Le voisin de Meton put parler plus haut maintenant qu’ils n’étaient plus surveillés. « Ce salaud est responsable de la mort de celui qui occupait ta place avant. Il l’a battu jusqu’à ce qu’il en crève.
— Ça coûte cher un esclave. Comment a-t-il pu en tuer un sans que notre maître le réprimande ?
— Il a mis ça sur le compte d’un accident. Comme d’habitude. » Meton ne dit rien, il n’y avait à dire que des lieux communs. « Je m’appelle Zimoa, du royaume de Diacara. Et toi ?
— Meton, je viens du sud de l’empire Ocarian.
— Pourquoi es-tu ici ? questionna l’ancien prisonnier.
— Pour vol, répondit Meton, on est venu me chercher chez moi pour m’enfermer ici.
— Tu es un voleur ?
— Je n’ai pas dit ça. Je n’ai jamais rien volé de ma vie. Mais la victime m’a identifié.
— Un condamné innocent. Quelle originalité ! » Meton lui adressa un regard agressif qui calma la gouaille de son voisin. « Tu n’es pas de l’Ocarian, reprit Meton, comment es-tu arrivé ici ?
— Je menais une caravane à travers le Cairn quand mon propriétaire est mort. Son héritier m’a vendu à celui de la mine.
— Ton propriétaire ? Tu étais un esclave ?
— Au Cairn, il n’y a que les citoyens et les esclaves. Si tu n’es pas l’un, tu es l’autre. Un étranger qui veut traverser le pays doit donc se trouver un maître pour la durée de son voyage.
— J’avais entendu parler de cette pratique. Je n’y croyais pas avant aujourd’hui. Mais ça signifie que tu es innocent toi aussi. Que tu n’as commis aucun crime sauf à commercer avec un royaume qui marche sur la tête !
— Je n’ai été accusé de rien. Juste vendu. » Zimoa jeta un coup d’œil vers la sortie. « Il faut se remettre au travail, dit-il, si on n’a pas ramassé assez de minerai d’ici ce soir, ils vont nous le faire payer. »
Zimoa leva son pic. Meton l’arrêta d’une main sur l’épaule. « Frappe plutôt ici, lui conseilla-t-il
— Ici, mais c’est hors de la veine, il n’y a que de la roche, pas de minerai.

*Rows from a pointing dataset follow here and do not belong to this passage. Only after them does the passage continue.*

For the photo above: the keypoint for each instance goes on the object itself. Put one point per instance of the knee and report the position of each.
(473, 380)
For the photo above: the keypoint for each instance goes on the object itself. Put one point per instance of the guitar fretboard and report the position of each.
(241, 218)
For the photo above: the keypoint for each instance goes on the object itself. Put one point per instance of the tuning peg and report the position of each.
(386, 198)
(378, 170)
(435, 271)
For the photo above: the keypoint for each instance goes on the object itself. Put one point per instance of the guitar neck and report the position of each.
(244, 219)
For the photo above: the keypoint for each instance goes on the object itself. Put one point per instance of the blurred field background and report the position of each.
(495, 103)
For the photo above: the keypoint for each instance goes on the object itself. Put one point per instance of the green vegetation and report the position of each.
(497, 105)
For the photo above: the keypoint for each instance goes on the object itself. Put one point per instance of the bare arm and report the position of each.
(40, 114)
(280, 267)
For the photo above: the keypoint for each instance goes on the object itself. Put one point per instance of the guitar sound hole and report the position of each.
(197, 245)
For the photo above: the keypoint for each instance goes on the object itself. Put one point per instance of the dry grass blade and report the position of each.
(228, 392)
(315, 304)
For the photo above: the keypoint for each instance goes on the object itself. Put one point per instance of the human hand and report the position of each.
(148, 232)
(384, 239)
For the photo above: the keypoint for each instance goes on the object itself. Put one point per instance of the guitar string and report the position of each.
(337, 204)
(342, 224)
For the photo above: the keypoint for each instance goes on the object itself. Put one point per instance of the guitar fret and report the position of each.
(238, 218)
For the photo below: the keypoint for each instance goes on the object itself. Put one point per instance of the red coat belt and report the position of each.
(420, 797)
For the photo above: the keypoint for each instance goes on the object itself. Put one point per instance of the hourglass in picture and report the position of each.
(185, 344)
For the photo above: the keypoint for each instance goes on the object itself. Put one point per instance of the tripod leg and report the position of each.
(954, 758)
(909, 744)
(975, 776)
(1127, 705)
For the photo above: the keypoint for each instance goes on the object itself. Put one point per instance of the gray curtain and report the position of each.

— Justement. Ils veulent que l’on creuse, on va creuser, mais pas question que cela leur rapporte. Ils n’obtiendront que des pierres sans valeur à se mettre sous la dent.
— Ils ne vont pas aimer.
— Nous ne sommes que de simples esclaves achetés au rabais. On ne peut pas nous demander d’avoir la connaissance des roches.
— T’as pas tort. T’es un malin toi.
— Fais passer aux autres.
— Je vais me gêner » Zimoa se tourna vers son voisin et lui chuchota quelques mots à l’oreille. En un instant le message se répandit jusqu’au fond de la mine. Le travail s’interrompit. « Quand le patron va voir ce qu’on lui expédie, il va être furieux. Il va sûrement envoyer quelqu’un pour voir ce qui se passe.
— Il aura perdu plusieurs jours de production, c’est déjà ça de gagné. Et de toute façon je n’ai pas l’intention d’être encore là lorsqu’il s’en apercevra. » La surprise immobilisa Zimoa en pleine action. « Tu veux t’évader ? » Meton posa un doigt sur ses lèvres pour lui intimer le silence. « Ce soir. Quand nous serons enfermés, je te dirai tout. » Zimoa hésita un long moment. « J’y compte bien, dit-il. » Puis il reprit son travail.